Filmlerde gözlemlediğimiz sporcu karakterleri genellikle çalışkan, azimli, inatçı ve en büyük olmak için büyük mücadelelerin içinden geçmiş insanlardır. Bu hikayeler sayesinde klasik anlatımcı sinemada taşlar yerine oturur ve filmin anlatım kısmındaki temel pürüzler giderilmiş olur. Ancak tam anlamıyla bir spor filmi olarak değerlendiremeyeceğimiz The Big Lebowski ise; bu yapıyı tam tersine kurarak sistemi çalışır haline getirir. Karakterin motivasyonu başarılı olmaktan ziyade, hayatın bir yerinde yalnızca var olmaktır.

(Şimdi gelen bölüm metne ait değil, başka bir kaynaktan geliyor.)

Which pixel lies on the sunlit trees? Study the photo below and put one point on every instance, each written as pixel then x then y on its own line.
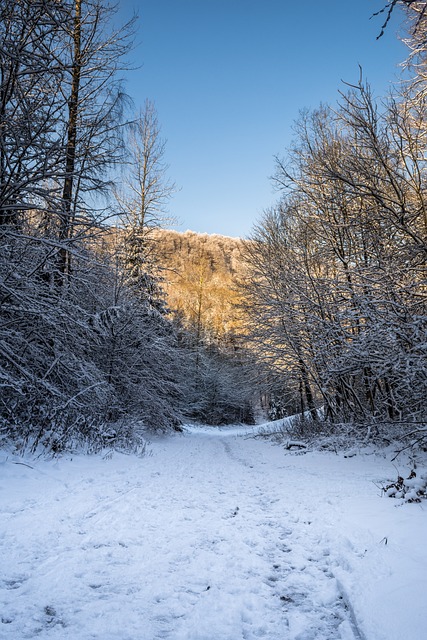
pixel 337 268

Coen Kardeşler denince akla gelen ilk filmlerden biri olan ve 90’lar sinemasının en başarılı işlerinden olan The Big Lebowski; yalnızca “The Dude” olma amacıyla yaşayan Jeffrey Lebowski’nin (Jeff Bridges) hikayesini sunar. Bu hikayedeki bowling salonu; protogonistimiz olan The Dude’un tek sosyalleşme alanıdır. Bowlingde elde ettiği başarılarla yetinen The Dude; salaş bir biçimde akan hayatında, yalnızca kimlikte yazan ismi nedeniyle başına belalar açılan bir karakterdir. Nihilist Doğu Avrupalılar’ın, zengin bir sanatçının ve çok daha zengin bir iş adamının oluşturduğu sarmal içerisinde kaybolan The Dude; sadece White Russian ile bowling ikilisine dönmek için mücadele verir. The Dude’un hikayesi; yalnızca varlığının ona getirdiği bir şanssızlık nedeniyle ortaya çıkmıştır.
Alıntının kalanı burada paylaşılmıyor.